What are some contributing factors to cummulative trauma with chronic reccuring pain?

  • Imbalance between the length and strength of the muscles
  • Rapid or excessive repeated eccentric demand
  • Muscle weakness
  • Bone malalignment or weak structural support
  • Change in the usual intensity or demands
  • Returning to an activity too soon after an injury
  • Sustained awkward postures or motions
  • Environmental factors
  • Age-related factors
  • Training errors


What are the 4 steps to a rehabilitation plan?

Where to start?

  1. Restore Biomechanical Integrity / Mobilization (Mobility) 
  2. Stabilization (Neuromuscular adaptation/control)
  3. Strength and Endurance 
  4. Power and/or Functional Integration 



Describe the first step of a Rehab program

(Mobilization Phase)

Restore Biomechanical Integrity Mobilization (Mobility)

  1. Myofascial and connective tissue length and flexibility 
  2. Arthrokinematic deficits 
  3. ROM 
  4. Promote increased vascularity 
  5. Manipulation and mobilization; IASTM, dry needling, electrical physiological therapeutics, soft tissue and stretching techniques; manual resistance techniques (e.g.
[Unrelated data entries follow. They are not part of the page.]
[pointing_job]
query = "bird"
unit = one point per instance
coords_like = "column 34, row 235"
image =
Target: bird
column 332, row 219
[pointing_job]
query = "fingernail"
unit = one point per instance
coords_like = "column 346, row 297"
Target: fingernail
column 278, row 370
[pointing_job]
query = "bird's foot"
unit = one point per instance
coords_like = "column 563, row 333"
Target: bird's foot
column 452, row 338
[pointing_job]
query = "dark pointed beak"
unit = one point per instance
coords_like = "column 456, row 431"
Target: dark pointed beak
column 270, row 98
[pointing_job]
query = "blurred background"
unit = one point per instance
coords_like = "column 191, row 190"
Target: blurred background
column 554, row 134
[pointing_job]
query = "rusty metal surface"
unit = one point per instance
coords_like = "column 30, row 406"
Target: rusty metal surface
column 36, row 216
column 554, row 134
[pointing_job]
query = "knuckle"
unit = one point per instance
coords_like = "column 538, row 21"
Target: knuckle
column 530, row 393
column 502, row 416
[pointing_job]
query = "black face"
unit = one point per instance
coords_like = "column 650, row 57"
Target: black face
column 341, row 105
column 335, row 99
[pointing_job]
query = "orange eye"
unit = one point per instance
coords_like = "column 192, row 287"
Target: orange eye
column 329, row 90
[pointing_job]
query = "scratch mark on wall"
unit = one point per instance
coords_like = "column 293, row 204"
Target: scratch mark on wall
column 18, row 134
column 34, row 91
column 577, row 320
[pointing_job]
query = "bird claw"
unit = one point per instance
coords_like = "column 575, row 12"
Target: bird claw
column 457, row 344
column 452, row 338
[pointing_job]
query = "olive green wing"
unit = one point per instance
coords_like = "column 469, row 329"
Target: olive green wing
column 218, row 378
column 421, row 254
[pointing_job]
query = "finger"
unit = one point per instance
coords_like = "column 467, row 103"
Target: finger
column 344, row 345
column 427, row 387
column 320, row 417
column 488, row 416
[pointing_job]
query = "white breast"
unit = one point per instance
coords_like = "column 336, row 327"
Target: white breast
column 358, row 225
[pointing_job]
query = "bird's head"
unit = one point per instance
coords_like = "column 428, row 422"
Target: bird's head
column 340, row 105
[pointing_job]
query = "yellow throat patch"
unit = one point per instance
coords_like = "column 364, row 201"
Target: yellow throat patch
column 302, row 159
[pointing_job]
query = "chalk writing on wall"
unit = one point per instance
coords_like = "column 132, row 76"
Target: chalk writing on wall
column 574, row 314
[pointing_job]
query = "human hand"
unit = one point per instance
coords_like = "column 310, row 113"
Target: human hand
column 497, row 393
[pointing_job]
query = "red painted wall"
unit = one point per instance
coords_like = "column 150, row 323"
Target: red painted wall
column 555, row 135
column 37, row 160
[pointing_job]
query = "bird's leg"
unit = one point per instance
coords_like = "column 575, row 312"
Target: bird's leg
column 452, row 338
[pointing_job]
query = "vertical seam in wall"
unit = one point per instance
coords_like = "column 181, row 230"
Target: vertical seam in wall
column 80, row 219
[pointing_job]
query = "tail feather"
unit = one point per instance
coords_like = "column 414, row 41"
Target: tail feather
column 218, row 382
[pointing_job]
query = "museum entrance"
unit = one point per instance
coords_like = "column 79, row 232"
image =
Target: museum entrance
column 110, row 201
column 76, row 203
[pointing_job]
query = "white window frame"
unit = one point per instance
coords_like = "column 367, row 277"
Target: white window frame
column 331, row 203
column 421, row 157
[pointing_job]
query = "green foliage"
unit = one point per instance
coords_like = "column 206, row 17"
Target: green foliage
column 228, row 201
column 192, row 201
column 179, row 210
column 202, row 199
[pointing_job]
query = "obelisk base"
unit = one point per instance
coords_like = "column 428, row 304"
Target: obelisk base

PIR, PNF, PFS, MEP). 


What are the classifications of muscle tightness?

0 = no tightness, normal end feel at end PROM 

1= slight tightness, Lack of springy end feel end PROM 

2=tightness, Lack of end feel very early in within PROM, weaker?


Describe the second step of a Rehab program

(stabilisation Phase)

Stabilization Neuromuscular adaptation/control

  • exercises to enhance conscious awareness of specific regions, movements and/or musculature requiring activation. 
  • The patient cognitively performs these corrective exercises (e.g. activation of the TA or VMO independently of the superficial muscles as part of the first stage of motor learning. (muscle setting)
  • These are rehearsed until they become automated 


Describe the third step of a Rehab program

Strength and Endurance Phase

  • Exercises address specific needs of patient
  • Exercise intensity; sets; repetitions; and exercise technique are purposely defined in order to achieve appropriate functional gains 
  • Decide what is needed – strength, endurance, neuromuscular efficiency, motor control ? 


Describe the fourth and final step of a rehab program


Power and/or Functional Integration

  • address specific functional requirements of the patient 
  • Design the exercises to improve the rate of force production, and/or include functional performance components that mimic as closely as possible the actual ADL, work or sport requirements of the patient 


What are the established stages of learing motor control?

First Stage – Conscious awareness 

patient must learns how to become “aware” of specific muscle activation or how to move anarticulation/region. 

Second Stage – Associative 

patient has developed the “awareness” to appropriately perform more complex exercises using specific musculature or a specific region. 

Third Stage – Autonomous control 

patient does not have to think about the exercise in order to perform it correctly. 


What are some general doseage amounts for rehab exercises?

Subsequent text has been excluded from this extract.